Procedures for ongoing award management
Sponsored project records are subject to review by auditors. The Office of Sponsored Projects participates the audit process to ensure compliance with federal research funding rules and regulations.
The federal standards outlined in the Uniform Guidance (Subpart F – Audit Requirements) are intended to help the various federal funding agencies conduct consistent and uniform audits of state and local agencies and nonprofit organizations, including universities, that are receiving and expending federal funding awarded through grant and contract awards.
Types of Audits
The Office of Sponsored Projects is involved in the following types of audits:
- Annual Single Audit (OMB Uniform Guidance)
- Sponsor Audits: Both federal and non-federal sponsors conduct audits that can cover a specific award, invoice or payment. These sponsors also conduct site visits, which often include a programmatic and financial component.

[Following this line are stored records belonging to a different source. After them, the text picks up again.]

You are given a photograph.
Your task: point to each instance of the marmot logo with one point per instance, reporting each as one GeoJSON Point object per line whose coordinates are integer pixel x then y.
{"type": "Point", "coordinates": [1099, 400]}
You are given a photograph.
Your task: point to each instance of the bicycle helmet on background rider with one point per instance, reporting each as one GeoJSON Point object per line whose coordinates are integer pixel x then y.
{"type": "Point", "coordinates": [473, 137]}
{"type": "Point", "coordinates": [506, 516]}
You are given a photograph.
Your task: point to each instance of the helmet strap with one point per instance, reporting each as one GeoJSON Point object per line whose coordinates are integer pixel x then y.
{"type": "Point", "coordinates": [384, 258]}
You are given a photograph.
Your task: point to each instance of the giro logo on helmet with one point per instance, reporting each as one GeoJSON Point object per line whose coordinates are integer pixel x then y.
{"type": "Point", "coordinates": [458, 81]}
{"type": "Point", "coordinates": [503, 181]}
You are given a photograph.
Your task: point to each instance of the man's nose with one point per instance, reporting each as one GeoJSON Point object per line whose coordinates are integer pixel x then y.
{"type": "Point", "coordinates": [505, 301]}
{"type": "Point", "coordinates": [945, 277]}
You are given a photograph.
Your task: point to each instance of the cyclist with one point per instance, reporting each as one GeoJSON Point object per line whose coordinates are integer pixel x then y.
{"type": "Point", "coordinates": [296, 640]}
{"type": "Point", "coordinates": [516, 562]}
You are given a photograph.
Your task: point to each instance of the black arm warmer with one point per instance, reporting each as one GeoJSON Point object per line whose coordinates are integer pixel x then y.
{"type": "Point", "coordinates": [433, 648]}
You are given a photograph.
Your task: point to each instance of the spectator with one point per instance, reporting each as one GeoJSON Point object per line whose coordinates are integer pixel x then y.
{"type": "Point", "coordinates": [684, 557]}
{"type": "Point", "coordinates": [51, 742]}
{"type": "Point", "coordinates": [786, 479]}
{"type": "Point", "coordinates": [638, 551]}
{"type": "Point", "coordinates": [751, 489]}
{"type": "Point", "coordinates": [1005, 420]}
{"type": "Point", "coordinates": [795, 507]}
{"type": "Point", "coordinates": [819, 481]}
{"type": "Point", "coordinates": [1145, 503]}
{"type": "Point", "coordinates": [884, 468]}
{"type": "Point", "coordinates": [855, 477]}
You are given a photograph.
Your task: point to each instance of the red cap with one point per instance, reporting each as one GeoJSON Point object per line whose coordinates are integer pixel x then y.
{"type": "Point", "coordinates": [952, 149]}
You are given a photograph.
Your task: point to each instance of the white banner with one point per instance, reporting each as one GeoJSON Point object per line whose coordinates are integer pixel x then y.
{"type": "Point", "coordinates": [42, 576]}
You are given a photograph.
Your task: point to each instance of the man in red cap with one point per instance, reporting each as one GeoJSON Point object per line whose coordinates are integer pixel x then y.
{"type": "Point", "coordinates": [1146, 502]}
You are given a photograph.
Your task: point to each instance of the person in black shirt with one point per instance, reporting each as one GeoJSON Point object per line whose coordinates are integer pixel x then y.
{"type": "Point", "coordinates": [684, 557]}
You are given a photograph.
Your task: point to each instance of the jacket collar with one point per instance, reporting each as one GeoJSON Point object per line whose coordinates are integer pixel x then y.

- California State University Audits
OSP participates the audit process and
- Works directly with auditor as a “point of contact” on financial matters related to the administration of sponsored projects
- Informs PI
- Works with campus departments to obtain any supporting documentation or respond to auditor questions
As the prime recipient of funds, the corporation is responsible to our sponsors to ensure that monies spent by our subrecipients meet the criteria detailed in the Uniform Guidance (UG). In order to comply with UG, OSP conducts an annual review of subrecipients and assess any single audit findings.
Carryover and No-Cost Extension Guidance
In some situations, where you have remaining unspent funds near the end of a project period, you can use appropriate justification to request a carryover of those funds into the next budget period or a no-cost extension to your project period. If you have further questions, contact your Sponsored Projects Analyst.
Unobligated funds remaining at the end of any budget period that, with the approval of the sponsor or with automatic carryover, may be carried forward to the next budget period to cover allowable costs of that budget period. There must be a bona fide programmatic need justified for the use of carryover funds in the next budget period.
No-Cost Extension (NCE)
Extends the project period beyond the original end date with no additional funding. Allowed when: the end of the project period is near; there is a programmatic need to continue research; and there are sufficient funds left to cover the extended effort.
OSP is responsible for all receivables for sponsored projects.
Cost reimbursable projects are invoiced in the month following the month that expenses have posted to an account in CFS. OSP draws down cash after each payroll for federal awards.
Close Out A Project
Closing out a project (award) involves financial and non-financial aspects. This section outlines the common requirements for both elements, from final invoices to property reports to subaward progress reports.
Financial closeout is a shared responsibility between the Office of Sponsored Projects (OSP) and Principal Investigators. Typical financial closeout requirements include: final invoices, final financial reports, equipment and property reports, and final subaward progress reports.
All financial reports must be prepared or reviewed and approved by someone within the OSP. Principal Investigators are not allowed to submit financial reports without the approval of OSP.
The award end date determines the time frame in which the research or project should be complete and the closeout process should begin. Generally, the closeout period is 90 days, but award terms should be checked to verify. PIs are responsible for ensuring that the award is in the proper status for closeout. Note that NIH will initiate unilateral closeout – i.e. closeout without receipt of acceptable final reports – for all awards that fail to meet closeout requirements within 120 calendar days so it’s very important to meet closeout deadlines.
Non-financial closeout requirements are the responsibility of the Principal Investigator. Typical non-financial closeout reports include: final technical or progress reports and invention/patent statements.